If only the film stopped right there with a kind of prescience that could foreshadow what really happened to Gen X. Instead, though, Lelaina ends up with Troy, allegedly taking the risk of the real over the easy shortcut of selling out. But the correct answer for the film, as in life, would’ve been for her to pick neither. To take her documentary and find a home where it could live on her own terms, and also get paid.

And to realize that the angry philosopher boy was never really going to grow up, and the uptight suit was never really going to get her. They were both chodes in their own unique chode way.

The illusion of all young-adulthood confusion is that there often appear to be only two choices, when the choices are infinite. We learned our lesson the hard way too. Future generations would leave us in the dust by signing on the dotted line without the slightest hesitation about what it meant to their personal authenticity. And for that, we’ve taken our lumps. It’s no wonder millennials mock Gen X-ers (when they’re remembering to include us at all).

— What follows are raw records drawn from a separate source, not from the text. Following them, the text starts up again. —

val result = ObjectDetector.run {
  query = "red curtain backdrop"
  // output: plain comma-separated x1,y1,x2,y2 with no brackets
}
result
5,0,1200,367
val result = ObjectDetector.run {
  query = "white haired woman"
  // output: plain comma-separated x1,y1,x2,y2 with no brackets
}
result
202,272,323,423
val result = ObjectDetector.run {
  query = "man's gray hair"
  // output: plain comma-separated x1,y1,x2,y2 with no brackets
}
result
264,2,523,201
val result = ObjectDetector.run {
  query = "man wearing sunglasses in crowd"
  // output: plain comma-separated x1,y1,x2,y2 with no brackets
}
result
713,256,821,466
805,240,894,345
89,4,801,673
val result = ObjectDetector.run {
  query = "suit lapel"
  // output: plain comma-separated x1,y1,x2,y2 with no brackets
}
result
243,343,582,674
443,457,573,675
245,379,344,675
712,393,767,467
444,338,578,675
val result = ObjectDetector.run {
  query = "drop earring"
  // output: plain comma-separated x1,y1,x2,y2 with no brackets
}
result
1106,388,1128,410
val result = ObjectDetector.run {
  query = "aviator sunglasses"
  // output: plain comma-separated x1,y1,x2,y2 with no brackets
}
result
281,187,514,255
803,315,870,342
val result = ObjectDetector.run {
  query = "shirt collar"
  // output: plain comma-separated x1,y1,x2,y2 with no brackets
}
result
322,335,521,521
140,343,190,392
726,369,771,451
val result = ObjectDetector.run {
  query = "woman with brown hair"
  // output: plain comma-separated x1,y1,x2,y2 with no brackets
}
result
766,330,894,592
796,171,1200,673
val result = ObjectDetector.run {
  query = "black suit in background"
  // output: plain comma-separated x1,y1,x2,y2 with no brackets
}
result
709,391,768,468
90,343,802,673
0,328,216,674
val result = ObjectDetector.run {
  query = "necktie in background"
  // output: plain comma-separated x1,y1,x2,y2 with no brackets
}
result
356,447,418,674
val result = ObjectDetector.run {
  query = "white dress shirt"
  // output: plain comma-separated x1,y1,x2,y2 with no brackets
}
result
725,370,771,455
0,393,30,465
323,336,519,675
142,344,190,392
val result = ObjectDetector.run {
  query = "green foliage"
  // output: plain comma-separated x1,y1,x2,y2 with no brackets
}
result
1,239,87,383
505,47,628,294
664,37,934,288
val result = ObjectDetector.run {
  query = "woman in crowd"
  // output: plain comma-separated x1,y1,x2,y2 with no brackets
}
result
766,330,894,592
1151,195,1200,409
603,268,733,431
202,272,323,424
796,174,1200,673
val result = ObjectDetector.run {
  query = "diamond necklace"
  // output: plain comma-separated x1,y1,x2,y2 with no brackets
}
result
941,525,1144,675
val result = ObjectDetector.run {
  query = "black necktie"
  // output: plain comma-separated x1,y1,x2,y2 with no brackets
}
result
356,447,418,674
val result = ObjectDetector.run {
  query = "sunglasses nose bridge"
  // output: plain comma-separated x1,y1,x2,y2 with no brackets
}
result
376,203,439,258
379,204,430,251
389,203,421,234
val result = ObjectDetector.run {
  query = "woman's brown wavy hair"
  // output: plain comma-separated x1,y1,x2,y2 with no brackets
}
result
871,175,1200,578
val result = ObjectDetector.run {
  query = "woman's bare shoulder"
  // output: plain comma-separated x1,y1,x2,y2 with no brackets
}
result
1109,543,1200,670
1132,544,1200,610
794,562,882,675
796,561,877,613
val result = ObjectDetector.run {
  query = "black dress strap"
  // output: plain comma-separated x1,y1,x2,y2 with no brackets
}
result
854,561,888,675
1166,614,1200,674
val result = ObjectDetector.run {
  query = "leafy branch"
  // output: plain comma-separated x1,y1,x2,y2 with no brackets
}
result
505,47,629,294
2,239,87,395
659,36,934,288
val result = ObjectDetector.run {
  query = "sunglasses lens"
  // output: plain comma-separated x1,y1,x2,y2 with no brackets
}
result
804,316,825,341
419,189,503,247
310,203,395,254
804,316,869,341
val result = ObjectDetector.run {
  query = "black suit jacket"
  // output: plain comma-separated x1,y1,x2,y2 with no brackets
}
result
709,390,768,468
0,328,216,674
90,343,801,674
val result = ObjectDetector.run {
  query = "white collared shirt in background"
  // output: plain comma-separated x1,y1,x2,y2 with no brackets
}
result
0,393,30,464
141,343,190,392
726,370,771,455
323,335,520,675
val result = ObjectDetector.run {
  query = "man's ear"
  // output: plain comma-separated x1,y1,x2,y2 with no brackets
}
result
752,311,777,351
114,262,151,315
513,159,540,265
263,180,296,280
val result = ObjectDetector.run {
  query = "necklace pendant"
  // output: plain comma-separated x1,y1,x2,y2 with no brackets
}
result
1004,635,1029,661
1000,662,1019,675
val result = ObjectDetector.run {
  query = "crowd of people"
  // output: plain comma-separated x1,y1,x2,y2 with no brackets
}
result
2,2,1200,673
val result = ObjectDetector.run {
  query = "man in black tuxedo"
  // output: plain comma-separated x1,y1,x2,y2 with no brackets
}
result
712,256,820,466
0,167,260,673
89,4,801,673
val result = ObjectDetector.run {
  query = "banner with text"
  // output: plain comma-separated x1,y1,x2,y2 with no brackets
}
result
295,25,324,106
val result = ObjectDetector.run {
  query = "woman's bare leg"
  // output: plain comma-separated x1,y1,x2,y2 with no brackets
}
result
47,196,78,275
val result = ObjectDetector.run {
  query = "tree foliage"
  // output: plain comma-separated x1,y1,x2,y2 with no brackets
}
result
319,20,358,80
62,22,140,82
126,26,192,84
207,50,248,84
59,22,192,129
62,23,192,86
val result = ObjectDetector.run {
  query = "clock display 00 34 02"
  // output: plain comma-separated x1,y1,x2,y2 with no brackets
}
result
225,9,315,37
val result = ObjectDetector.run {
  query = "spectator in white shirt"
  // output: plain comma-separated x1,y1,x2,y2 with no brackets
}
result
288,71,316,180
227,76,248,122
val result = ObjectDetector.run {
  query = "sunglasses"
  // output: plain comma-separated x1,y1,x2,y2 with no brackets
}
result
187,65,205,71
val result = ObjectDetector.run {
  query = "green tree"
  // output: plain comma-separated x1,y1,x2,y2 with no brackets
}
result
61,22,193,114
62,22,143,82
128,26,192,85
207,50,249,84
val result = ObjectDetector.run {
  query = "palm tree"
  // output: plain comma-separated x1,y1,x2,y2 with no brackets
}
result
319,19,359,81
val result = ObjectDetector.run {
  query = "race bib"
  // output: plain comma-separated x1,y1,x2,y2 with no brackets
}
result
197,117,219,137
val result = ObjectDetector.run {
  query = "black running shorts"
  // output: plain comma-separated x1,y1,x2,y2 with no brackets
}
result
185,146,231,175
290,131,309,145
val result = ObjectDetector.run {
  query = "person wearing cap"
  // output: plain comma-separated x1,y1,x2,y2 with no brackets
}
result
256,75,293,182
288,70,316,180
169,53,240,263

But I can’t help but believe that our generation still had it right about one thing, even though it wasn’t Troy vs. Michael. We may have all sold ourselves out down to the geolocation these days, but it’s worth noting that because of it, thanks to your friendly neighborhood fortysomething, now all everyone wants to do, person or brand, is come off as authentic. Today’s successful person — or beef company — is an easygoing mix of both, no dread required.